The Amazon Lex web client is deployed to an Amazon S3 bucket in your account, and accessed via API Gateway. An API Gateway endpoint provides run time configuration. Using this configuration, the web client connects to Cognito to obtain temporary AWS credentials, and then connects with the Amazon Lex service.

AWS Lambda

The solution uses Lambda functions. Depending on your use case, we recommend that you configure Lambda function-level concurrency run limits. Adding concurrency limits can prevent a rapid spike in usage and costs, while also increasing or lowering the default concurrency limit.

IAM roles

IAM roles allow customers to assign granular access policies and permissions to services and users on the AWS Cloud. This solution creates IAM roles with least privileges that grant the solution’s resources with needed permissions.

CloudWatch Logs

For QnABot on AWS, CloudWatch Logs are set by default to never expire. You can Export log data to Amazon S3.

Data storage and protection

The solution uses multiple services to store and protect your data. This solution defaults to the following when storing and protecting the customer’s data:

Service/Resource Default
CloudWatch Logs - Default CloudWatch Logs set to Never Expire.
DynamoDB

- User table stores chat message history (per user) – never expires.

- Data fully encrypted at rest (managed by DynamoDB).

- Point-in-time recovery enabled by default.

- Continuous backups disabled.

- Does not store PII data.

OpenSearch Dashboards index - Default expiry set to 30 days.
Amazon S3

- Default Never Expire for Metrics bucket and Export bucket.

- All buckets are enabled with server-side encryption (SSE) by default. See Setting default server-side encryption behavior for Amazon S3 buckets for additional guidance.

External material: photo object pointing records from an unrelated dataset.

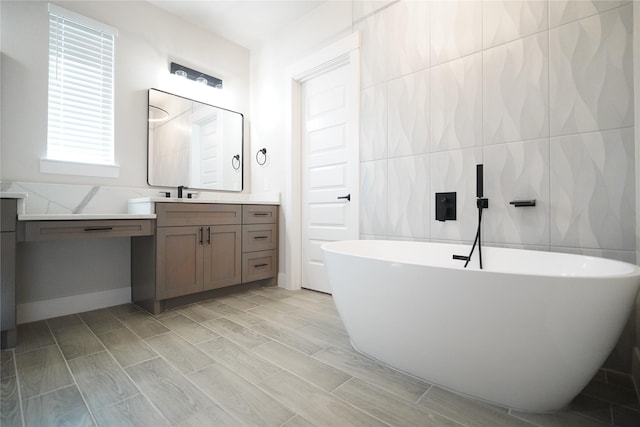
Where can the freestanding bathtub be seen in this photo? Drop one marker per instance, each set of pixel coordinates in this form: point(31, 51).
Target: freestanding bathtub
point(528, 332)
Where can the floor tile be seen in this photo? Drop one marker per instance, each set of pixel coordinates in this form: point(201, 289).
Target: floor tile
point(297, 421)
point(324, 376)
point(558, 419)
point(133, 412)
point(240, 360)
point(328, 335)
point(74, 337)
point(591, 407)
point(182, 355)
point(100, 321)
point(235, 332)
point(288, 337)
point(236, 302)
point(197, 313)
point(374, 372)
point(284, 319)
point(243, 400)
point(220, 308)
point(33, 335)
point(143, 324)
point(625, 417)
point(7, 367)
point(126, 347)
point(468, 411)
point(188, 329)
point(388, 407)
point(175, 397)
point(315, 404)
point(42, 370)
point(101, 380)
point(62, 407)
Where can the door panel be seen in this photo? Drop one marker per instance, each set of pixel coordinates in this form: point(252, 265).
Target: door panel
point(222, 256)
point(179, 268)
point(329, 167)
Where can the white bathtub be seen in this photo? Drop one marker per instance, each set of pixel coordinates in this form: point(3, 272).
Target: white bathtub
point(528, 332)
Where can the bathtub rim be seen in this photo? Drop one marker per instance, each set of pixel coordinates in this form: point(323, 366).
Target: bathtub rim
point(630, 270)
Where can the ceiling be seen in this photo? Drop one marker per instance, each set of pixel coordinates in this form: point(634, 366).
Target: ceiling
point(245, 22)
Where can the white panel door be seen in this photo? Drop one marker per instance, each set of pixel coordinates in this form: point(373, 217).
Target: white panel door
point(329, 169)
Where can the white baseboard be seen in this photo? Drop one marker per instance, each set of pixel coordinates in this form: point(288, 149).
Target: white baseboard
point(39, 310)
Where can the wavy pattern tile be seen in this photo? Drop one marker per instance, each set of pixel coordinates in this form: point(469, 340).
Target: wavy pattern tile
point(364, 8)
point(456, 104)
point(593, 190)
point(373, 194)
point(515, 102)
point(456, 171)
point(373, 123)
point(564, 11)
point(373, 50)
point(504, 21)
point(456, 29)
point(407, 53)
point(408, 114)
point(517, 171)
point(591, 73)
point(408, 197)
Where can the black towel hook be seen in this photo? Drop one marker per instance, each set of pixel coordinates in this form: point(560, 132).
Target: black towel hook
point(261, 160)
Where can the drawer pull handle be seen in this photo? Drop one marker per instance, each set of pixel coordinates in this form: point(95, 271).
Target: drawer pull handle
point(98, 229)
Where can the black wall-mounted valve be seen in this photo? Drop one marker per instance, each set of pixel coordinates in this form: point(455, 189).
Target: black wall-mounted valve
point(446, 206)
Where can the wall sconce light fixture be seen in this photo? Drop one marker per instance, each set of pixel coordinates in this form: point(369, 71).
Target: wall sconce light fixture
point(261, 156)
point(197, 76)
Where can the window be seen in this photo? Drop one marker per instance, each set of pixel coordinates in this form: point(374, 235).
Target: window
point(81, 71)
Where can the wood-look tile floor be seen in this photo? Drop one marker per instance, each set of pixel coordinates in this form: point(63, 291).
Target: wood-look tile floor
point(266, 357)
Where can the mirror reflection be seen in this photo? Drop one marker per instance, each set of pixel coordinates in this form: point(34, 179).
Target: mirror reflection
point(193, 144)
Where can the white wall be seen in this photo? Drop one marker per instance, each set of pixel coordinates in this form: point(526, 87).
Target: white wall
point(541, 92)
point(324, 25)
point(148, 40)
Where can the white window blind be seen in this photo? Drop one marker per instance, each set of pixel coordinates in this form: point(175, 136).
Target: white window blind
point(81, 70)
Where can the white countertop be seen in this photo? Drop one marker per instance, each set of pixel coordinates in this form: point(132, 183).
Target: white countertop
point(146, 205)
point(79, 217)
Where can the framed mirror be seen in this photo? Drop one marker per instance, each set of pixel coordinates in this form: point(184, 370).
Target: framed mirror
point(193, 144)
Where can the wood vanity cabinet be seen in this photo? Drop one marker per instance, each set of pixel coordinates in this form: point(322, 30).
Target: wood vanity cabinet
point(9, 216)
point(200, 247)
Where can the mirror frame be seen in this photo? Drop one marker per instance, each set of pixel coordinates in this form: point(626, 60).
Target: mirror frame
point(203, 103)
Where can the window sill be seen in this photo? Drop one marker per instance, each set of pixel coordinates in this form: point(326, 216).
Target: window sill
point(59, 167)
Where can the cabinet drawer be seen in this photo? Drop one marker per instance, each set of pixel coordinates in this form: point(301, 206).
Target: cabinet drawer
point(184, 214)
point(55, 230)
point(259, 214)
point(259, 265)
point(8, 214)
point(259, 237)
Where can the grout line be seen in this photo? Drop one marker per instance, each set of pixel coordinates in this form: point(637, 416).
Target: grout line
point(15, 369)
point(73, 377)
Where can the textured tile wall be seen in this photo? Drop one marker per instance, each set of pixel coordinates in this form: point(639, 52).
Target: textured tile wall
point(541, 92)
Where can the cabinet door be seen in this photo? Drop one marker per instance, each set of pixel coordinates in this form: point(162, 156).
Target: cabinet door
point(179, 263)
point(222, 256)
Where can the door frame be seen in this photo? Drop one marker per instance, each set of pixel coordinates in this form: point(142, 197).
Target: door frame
point(344, 51)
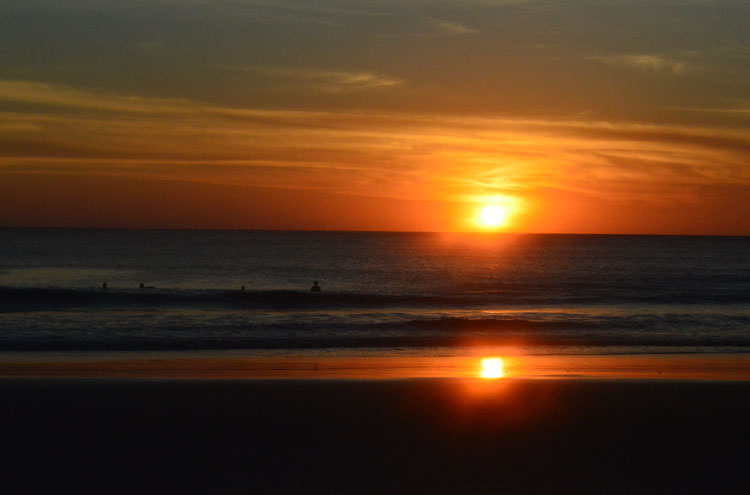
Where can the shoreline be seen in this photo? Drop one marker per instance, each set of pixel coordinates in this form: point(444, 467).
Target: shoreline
point(712, 367)
point(516, 436)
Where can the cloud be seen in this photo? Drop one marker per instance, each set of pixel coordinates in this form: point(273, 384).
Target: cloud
point(328, 81)
point(452, 28)
point(396, 155)
point(645, 62)
point(60, 95)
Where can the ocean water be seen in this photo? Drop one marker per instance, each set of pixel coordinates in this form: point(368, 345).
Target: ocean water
point(383, 293)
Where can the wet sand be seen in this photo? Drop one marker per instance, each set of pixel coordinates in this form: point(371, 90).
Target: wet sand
point(458, 435)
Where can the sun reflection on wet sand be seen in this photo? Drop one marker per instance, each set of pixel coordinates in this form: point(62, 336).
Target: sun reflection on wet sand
point(216, 366)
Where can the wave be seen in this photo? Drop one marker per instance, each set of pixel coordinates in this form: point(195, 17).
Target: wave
point(36, 299)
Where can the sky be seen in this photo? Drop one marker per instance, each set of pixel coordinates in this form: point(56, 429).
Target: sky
point(574, 116)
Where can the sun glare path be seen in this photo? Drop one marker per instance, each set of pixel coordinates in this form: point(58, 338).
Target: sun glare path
point(492, 216)
point(492, 368)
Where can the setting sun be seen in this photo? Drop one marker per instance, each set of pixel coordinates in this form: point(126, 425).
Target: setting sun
point(492, 368)
point(492, 216)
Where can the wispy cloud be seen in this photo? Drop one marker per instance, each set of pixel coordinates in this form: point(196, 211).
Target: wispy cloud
point(451, 27)
point(328, 81)
point(645, 62)
point(399, 155)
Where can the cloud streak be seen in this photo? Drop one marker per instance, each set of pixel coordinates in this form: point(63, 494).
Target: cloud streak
point(398, 155)
point(643, 62)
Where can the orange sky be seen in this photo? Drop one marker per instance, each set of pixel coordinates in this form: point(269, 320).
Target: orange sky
point(378, 116)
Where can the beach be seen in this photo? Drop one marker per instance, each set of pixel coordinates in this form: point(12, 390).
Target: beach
point(459, 435)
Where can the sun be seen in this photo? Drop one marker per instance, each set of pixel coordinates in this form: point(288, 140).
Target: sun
point(492, 216)
point(492, 368)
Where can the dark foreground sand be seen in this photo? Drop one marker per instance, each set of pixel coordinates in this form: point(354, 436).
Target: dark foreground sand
point(391, 436)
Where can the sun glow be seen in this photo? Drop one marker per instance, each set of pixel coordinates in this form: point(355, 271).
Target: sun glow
point(492, 216)
point(492, 368)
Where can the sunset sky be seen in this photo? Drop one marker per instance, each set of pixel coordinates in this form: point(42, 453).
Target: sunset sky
point(596, 116)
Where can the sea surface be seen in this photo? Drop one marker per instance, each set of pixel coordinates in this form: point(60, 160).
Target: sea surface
point(383, 294)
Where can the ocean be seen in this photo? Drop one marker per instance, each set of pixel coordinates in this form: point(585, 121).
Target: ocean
point(383, 294)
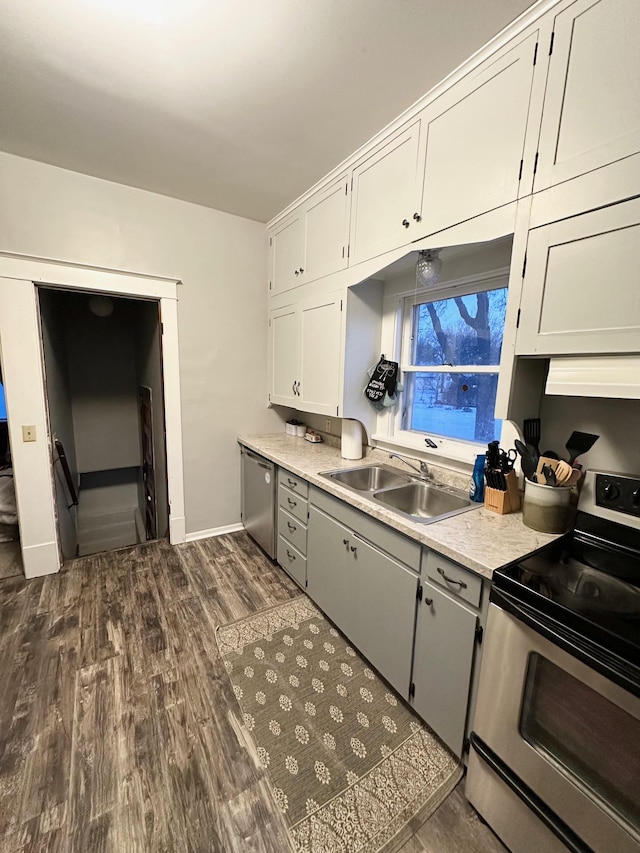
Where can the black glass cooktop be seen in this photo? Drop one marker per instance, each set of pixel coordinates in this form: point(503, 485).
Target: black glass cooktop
point(588, 581)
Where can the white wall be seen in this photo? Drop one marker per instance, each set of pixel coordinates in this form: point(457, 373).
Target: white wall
point(221, 260)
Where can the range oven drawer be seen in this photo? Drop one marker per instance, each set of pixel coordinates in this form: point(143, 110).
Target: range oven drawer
point(567, 732)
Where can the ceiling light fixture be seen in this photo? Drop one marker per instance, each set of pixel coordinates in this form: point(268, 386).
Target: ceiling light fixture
point(428, 268)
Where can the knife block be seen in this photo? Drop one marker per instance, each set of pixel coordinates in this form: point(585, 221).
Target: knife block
point(503, 502)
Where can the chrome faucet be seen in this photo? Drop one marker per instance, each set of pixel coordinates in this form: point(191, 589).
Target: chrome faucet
point(423, 470)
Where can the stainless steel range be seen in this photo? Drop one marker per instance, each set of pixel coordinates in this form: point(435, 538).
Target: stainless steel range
point(554, 763)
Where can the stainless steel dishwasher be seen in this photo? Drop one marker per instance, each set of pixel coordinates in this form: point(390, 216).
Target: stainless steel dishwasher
point(259, 500)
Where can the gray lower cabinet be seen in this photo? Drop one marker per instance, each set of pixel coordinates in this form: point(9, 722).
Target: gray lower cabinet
point(444, 653)
point(367, 593)
point(291, 549)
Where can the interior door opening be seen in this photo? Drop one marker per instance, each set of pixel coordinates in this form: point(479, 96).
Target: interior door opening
point(10, 552)
point(103, 377)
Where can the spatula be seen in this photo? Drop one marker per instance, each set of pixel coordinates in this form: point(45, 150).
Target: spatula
point(579, 443)
point(531, 433)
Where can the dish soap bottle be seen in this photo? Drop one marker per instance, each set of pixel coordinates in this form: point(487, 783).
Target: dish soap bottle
point(476, 484)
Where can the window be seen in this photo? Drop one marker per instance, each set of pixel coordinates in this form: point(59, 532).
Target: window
point(451, 345)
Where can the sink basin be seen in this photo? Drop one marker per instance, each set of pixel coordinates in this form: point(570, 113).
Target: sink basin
point(370, 478)
point(424, 501)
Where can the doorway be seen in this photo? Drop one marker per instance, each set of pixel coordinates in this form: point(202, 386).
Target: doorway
point(10, 553)
point(105, 403)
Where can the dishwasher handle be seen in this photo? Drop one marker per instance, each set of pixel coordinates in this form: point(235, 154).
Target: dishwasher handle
point(258, 460)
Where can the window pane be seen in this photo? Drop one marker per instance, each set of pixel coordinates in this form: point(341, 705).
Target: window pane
point(456, 405)
point(461, 330)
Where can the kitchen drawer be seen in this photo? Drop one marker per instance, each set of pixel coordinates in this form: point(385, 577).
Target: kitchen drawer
point(293, 503)
point(405, 550)
point(291, 481)
point(292, 561)
point(293, 530)
point(453, 577)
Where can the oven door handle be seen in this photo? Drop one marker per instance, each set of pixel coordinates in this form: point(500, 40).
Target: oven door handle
point(624, 674)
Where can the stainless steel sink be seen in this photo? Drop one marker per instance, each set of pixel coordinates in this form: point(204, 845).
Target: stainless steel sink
point(370, 478)
point(424, 501)
point(401, 493)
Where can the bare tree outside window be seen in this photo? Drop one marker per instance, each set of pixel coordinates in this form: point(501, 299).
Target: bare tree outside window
point(459, 332)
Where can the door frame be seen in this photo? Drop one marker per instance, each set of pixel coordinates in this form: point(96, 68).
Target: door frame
point(40, 547)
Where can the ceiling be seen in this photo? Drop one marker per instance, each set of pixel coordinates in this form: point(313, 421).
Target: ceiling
point(239, 105)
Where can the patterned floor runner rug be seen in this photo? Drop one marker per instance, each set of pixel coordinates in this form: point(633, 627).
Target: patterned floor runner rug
point(349, 763)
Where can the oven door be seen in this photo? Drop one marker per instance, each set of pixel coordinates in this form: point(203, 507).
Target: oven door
point(563, 729)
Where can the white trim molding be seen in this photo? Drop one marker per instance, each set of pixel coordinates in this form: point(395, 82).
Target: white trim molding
point(214, 531)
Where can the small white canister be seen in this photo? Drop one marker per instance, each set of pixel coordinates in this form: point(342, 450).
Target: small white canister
point(546, 508)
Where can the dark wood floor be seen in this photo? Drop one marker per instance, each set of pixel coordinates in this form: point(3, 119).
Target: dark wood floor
point(119, 729)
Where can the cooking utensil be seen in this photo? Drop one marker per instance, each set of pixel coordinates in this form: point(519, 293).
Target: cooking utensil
point(579, 443)
point(528, 461)
point(531, 432)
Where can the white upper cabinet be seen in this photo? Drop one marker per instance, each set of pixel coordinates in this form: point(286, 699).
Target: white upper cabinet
point(286, 246)
point(387, 188)
point(580, 291)
point(591, 111)
point(476, 159)
point(305, 352)
point(326, 219)
point(284, 356)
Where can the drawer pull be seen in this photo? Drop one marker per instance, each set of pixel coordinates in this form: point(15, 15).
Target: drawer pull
point(461, 584)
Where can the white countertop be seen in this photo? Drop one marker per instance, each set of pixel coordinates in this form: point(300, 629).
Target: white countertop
point(480, 540)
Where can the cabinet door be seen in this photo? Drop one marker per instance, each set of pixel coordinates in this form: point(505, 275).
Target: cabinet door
point(327, 230)
point(387, 188)
point(320, 351)
point(591, 115)
point(442, 663)
point(283, 355)
point(475, 142)
point(286, 245)
point(330, 574)
point(383, 616)
point(580, 290)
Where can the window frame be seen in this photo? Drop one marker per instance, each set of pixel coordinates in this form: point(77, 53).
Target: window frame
point(397, 434)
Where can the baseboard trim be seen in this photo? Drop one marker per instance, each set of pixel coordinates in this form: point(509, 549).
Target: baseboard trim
point(214, 531)
point(40, 560)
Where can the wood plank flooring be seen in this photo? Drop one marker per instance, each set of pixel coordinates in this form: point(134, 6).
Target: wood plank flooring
point(119, 730)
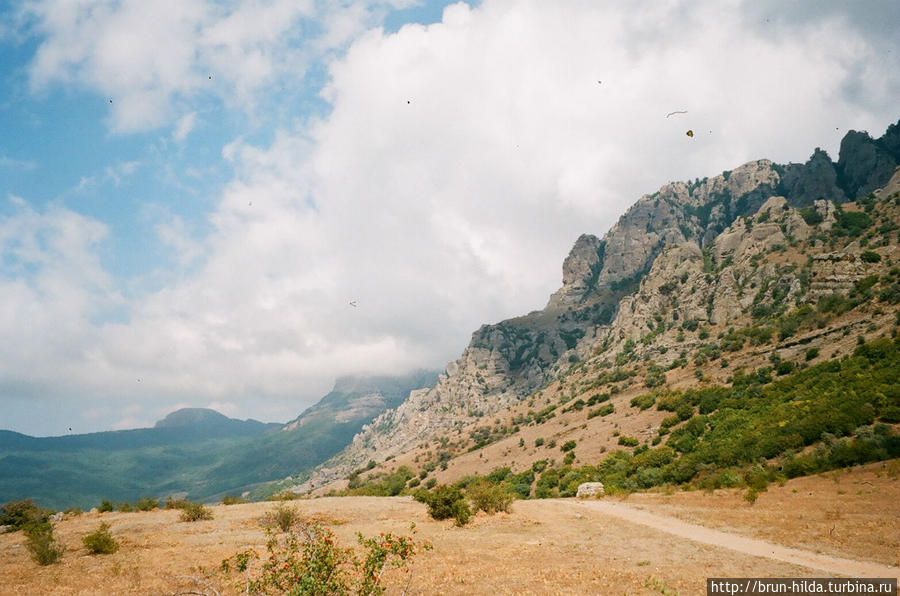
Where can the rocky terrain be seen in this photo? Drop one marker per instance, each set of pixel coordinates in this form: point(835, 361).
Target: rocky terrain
point(670, 283)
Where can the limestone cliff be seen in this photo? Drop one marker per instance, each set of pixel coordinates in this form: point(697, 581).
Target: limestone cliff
point(687, 252)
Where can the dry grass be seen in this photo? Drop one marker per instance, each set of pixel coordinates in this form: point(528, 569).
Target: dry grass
point(542, 547)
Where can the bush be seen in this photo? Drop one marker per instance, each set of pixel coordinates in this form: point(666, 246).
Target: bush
point(283, 517)
point(41, 544)
point(628, 441)
point(146, 504)
point(195, 512)
point(644, 401)
point(489, 497)
point(811, 216)
point(312, 562)
point(444, 502)
point(100, 541)
point(175, 503)
point(19, 514)
point(870, 256)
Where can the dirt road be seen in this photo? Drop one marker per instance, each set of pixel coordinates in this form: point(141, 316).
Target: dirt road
point(742, 544)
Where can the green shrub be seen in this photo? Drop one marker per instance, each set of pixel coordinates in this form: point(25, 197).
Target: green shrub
point(195, 512)
point(41, 544)
point(811, 216)
point(870, 256)
point(311, 561)
point(19, 514)
point(283, 517)
point(444, 502)
point(489, 497)
point(100, 541)
point(785, 367)
point(176, 503)
point(644, 401)
point(146, 504)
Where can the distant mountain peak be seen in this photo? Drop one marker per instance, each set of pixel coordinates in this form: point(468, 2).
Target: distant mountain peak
point(191, 417)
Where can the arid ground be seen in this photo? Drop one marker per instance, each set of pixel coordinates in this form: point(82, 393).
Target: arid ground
point(840, 523)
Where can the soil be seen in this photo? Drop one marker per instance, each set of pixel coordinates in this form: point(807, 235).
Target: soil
point(841, 523)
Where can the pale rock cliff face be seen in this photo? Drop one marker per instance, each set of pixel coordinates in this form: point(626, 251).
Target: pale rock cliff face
point(690, 252)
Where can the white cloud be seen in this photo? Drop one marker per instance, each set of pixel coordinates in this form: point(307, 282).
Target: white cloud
point(457, 167)
point(150, 58)
point(17, 164)
point(184, 126)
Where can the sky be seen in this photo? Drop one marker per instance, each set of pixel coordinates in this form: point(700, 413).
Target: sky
point(230, 204)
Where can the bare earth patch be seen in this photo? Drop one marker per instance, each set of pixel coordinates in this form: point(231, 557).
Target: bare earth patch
point(561, 546)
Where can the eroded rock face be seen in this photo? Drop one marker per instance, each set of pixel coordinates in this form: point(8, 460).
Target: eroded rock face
point(688, 252)
point(865, 164)
point(817, 179)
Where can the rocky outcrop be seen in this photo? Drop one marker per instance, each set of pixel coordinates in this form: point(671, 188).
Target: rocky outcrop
point(817, 179)
point(688, 252)
point(590, 489)
point(866, 164)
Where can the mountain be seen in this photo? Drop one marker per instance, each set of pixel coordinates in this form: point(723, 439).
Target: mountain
point(692, 252)
point(195, 452)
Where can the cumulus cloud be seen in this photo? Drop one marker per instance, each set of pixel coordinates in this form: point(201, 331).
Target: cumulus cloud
point(457, 166)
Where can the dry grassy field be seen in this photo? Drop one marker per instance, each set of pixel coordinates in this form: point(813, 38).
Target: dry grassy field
point(561, 546)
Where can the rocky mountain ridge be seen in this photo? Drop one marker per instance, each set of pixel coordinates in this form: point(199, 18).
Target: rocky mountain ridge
point(702, 230)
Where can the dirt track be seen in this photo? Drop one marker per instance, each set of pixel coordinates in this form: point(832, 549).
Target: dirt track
point(659, 543)
point(748, 546)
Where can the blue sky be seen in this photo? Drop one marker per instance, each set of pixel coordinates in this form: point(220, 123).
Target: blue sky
point(192, 192)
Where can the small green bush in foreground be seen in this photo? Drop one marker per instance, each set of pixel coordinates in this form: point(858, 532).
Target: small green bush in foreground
point(100, 541)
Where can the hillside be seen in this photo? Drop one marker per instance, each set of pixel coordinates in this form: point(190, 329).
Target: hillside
point(698, 284)
point(837, 524)
point(194, 452)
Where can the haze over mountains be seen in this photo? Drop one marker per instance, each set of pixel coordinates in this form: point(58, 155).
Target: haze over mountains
point(193, 451)
point(704, 256)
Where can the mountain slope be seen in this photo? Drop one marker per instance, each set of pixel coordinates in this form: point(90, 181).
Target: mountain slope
point(197, 452)
point(507, 362)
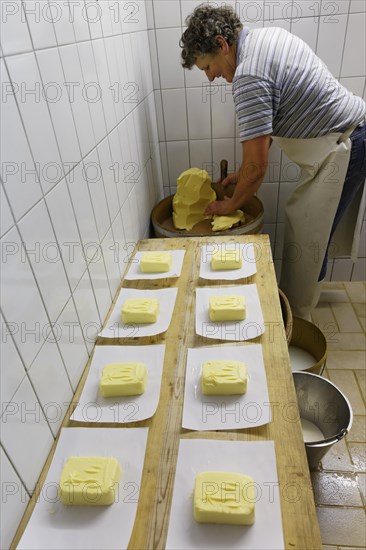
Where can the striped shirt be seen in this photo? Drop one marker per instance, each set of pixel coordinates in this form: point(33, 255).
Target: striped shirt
point(281, 87)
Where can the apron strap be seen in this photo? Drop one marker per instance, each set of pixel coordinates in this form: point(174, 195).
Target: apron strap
point(342, 138)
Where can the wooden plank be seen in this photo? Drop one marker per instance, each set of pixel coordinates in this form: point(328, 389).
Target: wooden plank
point(297, 504)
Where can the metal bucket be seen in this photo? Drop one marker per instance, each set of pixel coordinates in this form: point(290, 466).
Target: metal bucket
point(310, 339)
point(323, 404)
point(162, 221)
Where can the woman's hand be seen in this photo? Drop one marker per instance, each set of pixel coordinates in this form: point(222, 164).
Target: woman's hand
point(220, 208)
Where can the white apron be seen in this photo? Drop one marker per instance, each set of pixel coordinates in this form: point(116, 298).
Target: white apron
point(310, 212)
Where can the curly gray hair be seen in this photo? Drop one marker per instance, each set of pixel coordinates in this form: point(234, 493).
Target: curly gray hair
point(204, 25)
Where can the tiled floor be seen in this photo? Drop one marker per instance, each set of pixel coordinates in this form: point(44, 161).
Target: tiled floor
point(340, 482)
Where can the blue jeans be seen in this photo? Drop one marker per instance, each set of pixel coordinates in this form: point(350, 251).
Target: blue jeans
point(355, 179)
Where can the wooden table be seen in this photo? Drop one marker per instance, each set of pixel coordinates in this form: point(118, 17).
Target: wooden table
point(300, 525)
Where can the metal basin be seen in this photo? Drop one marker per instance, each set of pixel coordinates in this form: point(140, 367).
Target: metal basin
point(323, 404)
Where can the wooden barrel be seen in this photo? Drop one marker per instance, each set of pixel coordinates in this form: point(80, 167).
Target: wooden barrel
point(162, 221)
point(309, 337)
point(286, 315)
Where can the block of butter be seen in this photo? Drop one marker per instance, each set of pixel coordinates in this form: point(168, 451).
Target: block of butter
point(194, 193)
point(220, 223)
point(228, 307)
point(140, 310)
point(224, 378)
point(120, 379)
point(226, 259)
point(155, 262)
point(89, 481)
point(224, 497)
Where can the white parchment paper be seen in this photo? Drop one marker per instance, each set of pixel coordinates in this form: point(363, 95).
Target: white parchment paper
point(116, 329)
point(226, 412)
point(93, 407)
point(254, 458)
point(251, 327)
point(135, 272)
point(54, 526)
point(247, 254)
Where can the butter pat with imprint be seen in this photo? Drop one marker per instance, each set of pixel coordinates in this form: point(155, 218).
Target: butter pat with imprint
point(89, 481)
point(156, 262)
point(224, 378)
point(123, 379)
point(140, 310)
point(226, 259)
point(224, 497)
point(227, 307)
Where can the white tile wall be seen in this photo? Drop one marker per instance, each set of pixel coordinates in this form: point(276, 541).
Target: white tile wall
point(6, 219)
point(149, 127)
point(80, 174)
point(24, 426)
point(15, 36)
point(23, 70)
point(14, 501)
point(354, 57)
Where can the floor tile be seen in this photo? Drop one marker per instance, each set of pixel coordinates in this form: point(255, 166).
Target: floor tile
point(337, 489)
point(356, 291)
point(332, 285)
point(342, 526)
point(346, 382)
point(361, 478)
point(358, 455)
point(361, 379)
point(358, 431)
point(333, 296)
point(362, 321)
point(338, 458)
point(346, 317)
point(346, 359)
point(360, 309)
point(323, 317)
point(347, 341)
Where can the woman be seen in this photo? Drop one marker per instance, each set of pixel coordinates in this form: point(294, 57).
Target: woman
point(284, 93)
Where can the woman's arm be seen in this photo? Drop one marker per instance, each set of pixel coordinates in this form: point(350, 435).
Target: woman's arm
point(251, 174)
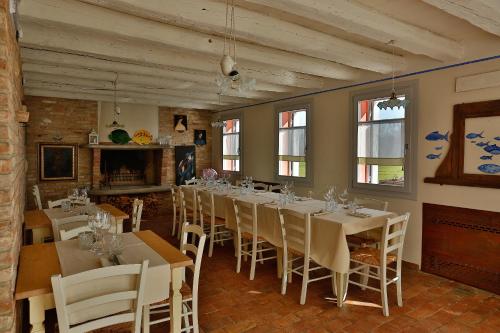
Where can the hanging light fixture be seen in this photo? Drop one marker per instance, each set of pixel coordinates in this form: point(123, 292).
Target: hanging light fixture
point(393, 101)
point(230, 77)
point(116, 108)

- Access logging is disabled, customer can configure. For additional guidance, see Setting default server-side encryption for Amazon S3 buckets in the Amazon Simple Storage Service User Guide.

Amazon Lex

- Default, logs not enabled. For additional guidance, see Conversation Logs in the Amazon Lex V2 Developer Guide.

- Encrypting conversation logs is optional, but can be implemented if needed. For additional guidance, see Encrypting Conversation Logs in the Amazon Lex V2 Developer Guide.

- Audio logs are stored in Amazon S3 (default encryption).

- The childDirected parameter for COPPA defaults to false. For additional guidance, see DataPrivacy in the Amazon Lex API Reference.

- PII redaction capability is implemented on logs.

AWS Key Management Service - The solution can store PII data. By default, DynamoDB is encrypted, but we recommend using Customer Managed Keys (CMK) if you intend to store sensitive data. For additional guidance, see the utility_scripts section in the GitHub repository.
Amazon Data Firehose - SSE enabled via AWS KMS key.